NLP systems can fail in practical and security-relevant ways. A classifier may mislabel legitimate users as abusive or miss harmful content written in a new style. A summarizer may omit important caveats. A search system may retrieve outdated or unauthorized material. A generative system may produce confident but incorrect text. A model may expose sensitive content that was included in prompts, logs, training data, retrieved documents, or tool responses.
Prompt injection is a major risk when NLP systems consume untrusted text and then follow instructions. A website, document, email, or support ticket can contain text that attempts to override the system's intended behavior. If the NLP system also has tools, the risk can move from a bad answer to an unauthorized action.
Data governance is another common weakness. Teams may feed customer messages, account records, internal documents, chat transcripts, or application logs into NLP pipelines without deciding how long the data is retained, who can inspect outputs, or whether sensitive fields should be redacted. Search and retrieval systems can also bypass normal access controls if they index data without preserving permissions.
Automated scraping is a related concern for content owners. NLP makes copied content easier to transform and reuse. A crawler does not need the exact original page if it can extract the structured facts, summarize the article, or rewrite product copy. Detection guidance is covered in how to detect AI crawlers, and enforcement options are covered in how to block AI crawlers.
Teams evaluating an NLP feature or vendor should ask:
Good NLP governance starts with scope. Define what the system can read, what it can decide, and which actions require human review. Use deterministic validation for security-critical checks where possible. A model can assist an analyst, but it should not be the only control deciding authorization, payment, account closure, or legal compliance without safeguards.

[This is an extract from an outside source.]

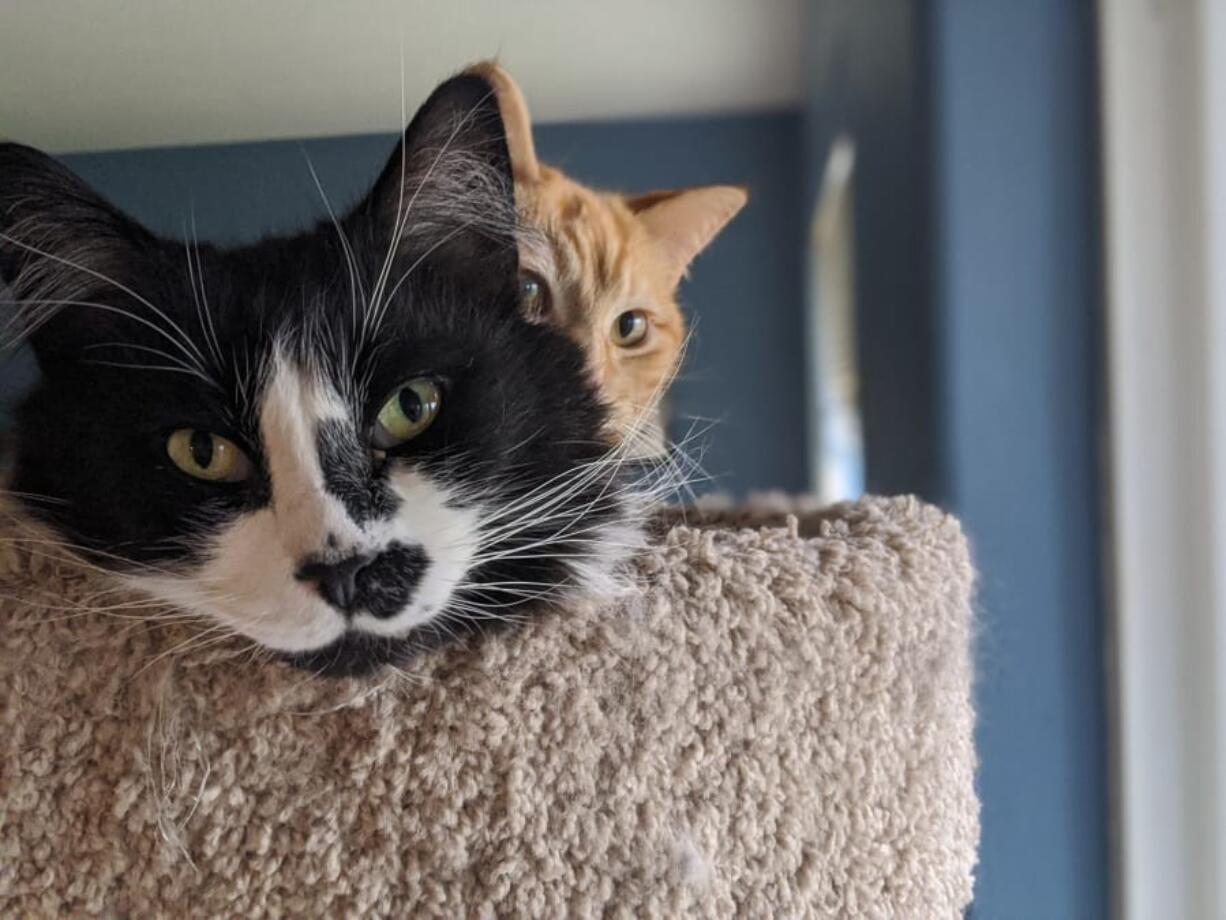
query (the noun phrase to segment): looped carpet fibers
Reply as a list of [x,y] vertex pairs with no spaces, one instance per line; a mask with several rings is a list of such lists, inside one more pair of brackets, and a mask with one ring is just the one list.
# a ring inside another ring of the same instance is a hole
[[956,918],[972,571],[866,499],[323,681],[0,532],[0,916]]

Protect data throughout the pipeline. Redact secrets and personal data when the full value is not needed. Preserve tenant and user permissions in indexes. Keep model prompts and outputs out of broad analytics stores unless they have been reviewed for sensitivity. Set retention periods for logs and training data.
Operational teams should monitor both model quality and traffic impact. Track false positives, false negatives, latency, cost, request volume, crawler behavior, and abuse patterns. If an NLP feature increases automated access to content or APIs, combine application controls with bot and rate-limit policies. Broader application protection concepts are discussed in what is the difference between WAF and WAAP?.
NLP is now part of web and application architecture. It helps teams understand language at scale, but it also helps automated systems understand sites at scale. Treat it as both a product capability and an operational risk surface.